Knowing what to expect with investments
Before you make an investment choice it’s important to understand the basics of investing your super and factors that may influence your investment strategy. By getting a handle on concepts like your timeframe and market volatility, you’ll know a little more about what to expect.
Once you’re across the basics of investing with an overview of important concepts like risk and return, asset classes and diversification – there’s a little more than meets the eye when it comes to understanding investments.
To appreciate how your super is invested and ensure you stay on course with your strategy you need to understand that it’s a long term investment, it’s subject to some volatility and it’s invested in units which represent the value of the underlying assets.
Super is a long term investment – it’s even working for you when you’ve retired
Super is for the long haul, even when you eventually retire your money will still be invested for some time. With a long timeframe your investment opportunities are many, and you have time to see out any volatility and time to continue to benefit from compound returns. Once you choose your long term strategy it’s recommended you stick with it unless your personal circumstances or financial goals have changed.

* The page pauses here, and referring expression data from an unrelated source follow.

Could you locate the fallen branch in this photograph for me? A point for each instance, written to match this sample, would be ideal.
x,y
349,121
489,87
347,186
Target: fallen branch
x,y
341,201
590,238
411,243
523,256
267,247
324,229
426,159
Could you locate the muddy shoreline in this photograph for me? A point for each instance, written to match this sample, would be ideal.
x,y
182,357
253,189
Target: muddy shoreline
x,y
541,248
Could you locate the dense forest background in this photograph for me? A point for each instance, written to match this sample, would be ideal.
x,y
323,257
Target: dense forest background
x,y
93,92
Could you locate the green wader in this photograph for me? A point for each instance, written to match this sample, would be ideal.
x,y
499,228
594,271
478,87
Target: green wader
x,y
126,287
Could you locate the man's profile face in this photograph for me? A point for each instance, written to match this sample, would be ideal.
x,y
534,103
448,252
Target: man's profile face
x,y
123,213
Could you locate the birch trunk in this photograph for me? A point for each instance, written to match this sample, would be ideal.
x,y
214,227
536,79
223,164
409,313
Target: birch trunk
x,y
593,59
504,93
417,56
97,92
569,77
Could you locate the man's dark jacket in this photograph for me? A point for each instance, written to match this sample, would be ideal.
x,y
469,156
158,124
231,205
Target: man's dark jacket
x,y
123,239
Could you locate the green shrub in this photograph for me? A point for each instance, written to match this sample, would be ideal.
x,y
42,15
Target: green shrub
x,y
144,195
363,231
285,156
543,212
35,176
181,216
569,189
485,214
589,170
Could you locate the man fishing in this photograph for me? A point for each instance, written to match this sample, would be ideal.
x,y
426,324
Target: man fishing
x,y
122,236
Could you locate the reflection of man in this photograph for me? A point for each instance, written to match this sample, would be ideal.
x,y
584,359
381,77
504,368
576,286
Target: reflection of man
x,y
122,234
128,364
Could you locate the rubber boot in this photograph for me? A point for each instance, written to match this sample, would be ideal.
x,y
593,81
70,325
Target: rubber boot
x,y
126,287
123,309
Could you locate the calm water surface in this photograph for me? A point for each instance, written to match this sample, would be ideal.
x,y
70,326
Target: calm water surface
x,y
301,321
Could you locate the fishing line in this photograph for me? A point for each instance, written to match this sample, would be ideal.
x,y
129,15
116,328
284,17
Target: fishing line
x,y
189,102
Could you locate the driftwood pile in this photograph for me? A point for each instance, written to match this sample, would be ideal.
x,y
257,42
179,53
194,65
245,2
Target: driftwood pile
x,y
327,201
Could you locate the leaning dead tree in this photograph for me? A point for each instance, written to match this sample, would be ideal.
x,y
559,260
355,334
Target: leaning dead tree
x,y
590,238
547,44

Markets are volatile from time to time – expect it, but don’t react to it
Market volatility is a normal part of investing, especially with growth assets. For those of you who’ve been invested in super for some time - you’ll be familiar with volatility. History shows us the markets typically recover and return to the same or higher ground after a bout of volatility.
If you’re really uneasy with market drops and you’re invested in growth assets in some proportion, there’s a chance your risk tolerance is not in line with your strategy. For members with low tolerance to extreme volatility the Fund offers the MVP feature.